The Thundering Herd is American folklore ... as old as the buffalo that roam the western plains. The Herd once provided nearly every substance needed for human survival, including food, clothing, tools and weapons. The
Marshall football historyHerd still provides Marshall University's athletic teams with their nickname.

"Thundering Herd" has long been recognized by sports enthusiasts as one of the great, distinctive nicknames in college athletics. But on several occasions throughout Marshall's history other nicknames have been suggested and, on occasion, been hung on the school.
 

 

 
   

The first nickname of record is Indians, a moniker bestowed upon the pre-1900 athletic teams. By about 1910, sparked by the color of team uniforms, Big Green began to be used in reference to Marshall athletics. Criticized by some from its inception as being boring, Big Green was soon ripe for replacement.
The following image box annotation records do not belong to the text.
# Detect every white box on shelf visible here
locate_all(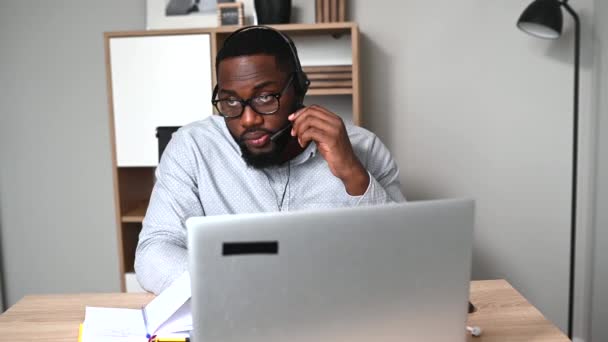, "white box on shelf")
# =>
[110,34,213,166]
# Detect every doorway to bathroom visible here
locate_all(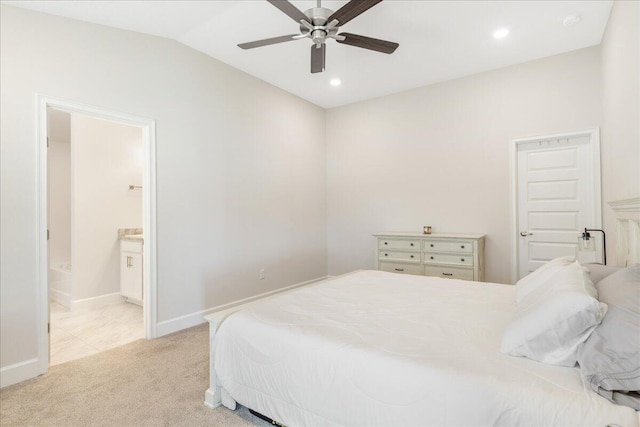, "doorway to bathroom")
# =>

When Huntington Herald-Dispatch sportswriter Duke Ridgley referred to a late-1920s squad as a Thundering Herd, after a then-current movie based on the 1925 Zane Gray novel of the same name, it caught on quickly. Both Thundering Herd and Big Green have been used in reference to Marshall ever since.

It didn't take long, however, for Thundering Herd to draw criticism as well. Some folks thought it inappropriate since it came with connotations of the western plains and didn't represent West Virginia or founding father John Marshall. One suggested nickname, which never caught on, would have honored John Marshall by calling the school's teams the Judges.

Huntington Advertiser sportswriter Dug Freutel in 1933 started referring to Marshall teams as the Boogercats (referring to Scotland's Bogie Cats, a "fleet, elusive, courageous" animal) and some other scribes followed in using that nickname. Freutel complained that Thundering Herd made one think of "cows stampeding down a country road," but many people thought Boogercats stirred up worse images than that.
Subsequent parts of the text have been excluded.